The film opens with Cecilia (Elisabeth Moss) escaping in the middle of the night from an ultra modern house which has the chilly proportions of a warehouse. She appears to have drugged her husband Adrian (Oliver Jackson-Cohen), whom we later gather is controlling and abusive. Soon after she has taken refuge with friends, Cecilia hears that Adrian has committed suicide. However, knowing what a wily blighter he is, she doesn’t believe it and quite right too, as very soon strange things start to happen and she finds she is being pursued and abused by an invisible being. Adrian is a brilliant scientist in the field of optics – though just how this technology has enabled him to make himself invisible the film rather glosses over.
After her mega stint on The Handmaid’s Tale, Moss is well versed in playing abused women, though her face in repose is actually intimidating enough for her to have a crack at playing a villain herself. She’s a strong actress, who holds this film together but she often looks too strong to be totally convincing as a helpless victim.
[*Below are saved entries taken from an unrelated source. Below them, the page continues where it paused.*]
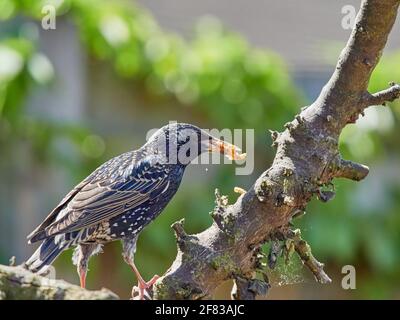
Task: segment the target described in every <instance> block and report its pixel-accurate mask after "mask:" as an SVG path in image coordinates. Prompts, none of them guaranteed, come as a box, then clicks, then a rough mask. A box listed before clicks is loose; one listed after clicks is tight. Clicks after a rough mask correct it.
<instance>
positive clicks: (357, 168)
mask: <svg viewBox="0 0 400 320" xmlns="http://www.w3.org/2000/svg"><path fill="white" fill-rule="evenodd" d="M368 173H369V168H368V167H367V166H365V165H363V164H359V163H356V162H353V161H349V160H344V159H340V160H339V165H338V168H337V170H336V172H335V177H337V178H346V179H350V180H354V181H360V180H362V179H364V178H365V177H366V176H367V175H368Z"/></svg>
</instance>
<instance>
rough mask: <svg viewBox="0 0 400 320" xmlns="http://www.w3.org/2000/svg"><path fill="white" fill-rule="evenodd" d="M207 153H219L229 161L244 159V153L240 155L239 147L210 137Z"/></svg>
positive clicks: (245, 157)
mask: <svg viewBox="0 0 400 320" xmlns="http://www.w3.org/2000/svg"><path fill="white" fill-rule="evenodd" d="M208 151H209V152H216V153H221V154H223V155H224V156H225V157H227V158H228V159H230V160H244V159H246V153H242V150H241V149H240V148H239V147H237V146H235V145H233V144H231V143H229V142H225V141H222V140H220V139H217V138H214V137H212V136H211V137H210V139H209V145H208Z"/></svg>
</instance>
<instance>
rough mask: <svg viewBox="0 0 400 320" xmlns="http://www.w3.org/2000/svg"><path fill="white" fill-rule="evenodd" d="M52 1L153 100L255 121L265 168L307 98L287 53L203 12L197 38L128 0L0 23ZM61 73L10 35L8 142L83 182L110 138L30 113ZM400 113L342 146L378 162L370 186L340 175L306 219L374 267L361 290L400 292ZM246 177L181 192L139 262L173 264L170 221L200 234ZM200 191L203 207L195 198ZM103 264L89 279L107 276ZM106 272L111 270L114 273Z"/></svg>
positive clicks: (5, 75)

The plot is pretty inventive in terms of creating ways for the Invisible Husband to terrorise her and indeed bump off a few of the other characters and the actors and special effects department create some impressive physical scenes of people being dragged around, beaten up and indeed murdered before our very eyes by an invisible entity.
However the characters, including Cecilia herself, aren’t really all that interesting. They seem more like horror movie puppets created to illustrate the visual inventiveness of the plot. There’s also a dog involved who doesn’t seem to know his role in the story, apart from at one point accidentally setting off a burglar alarm.
The film will though pass the time efficiently enough for you horror fans while you wait for another one to come along.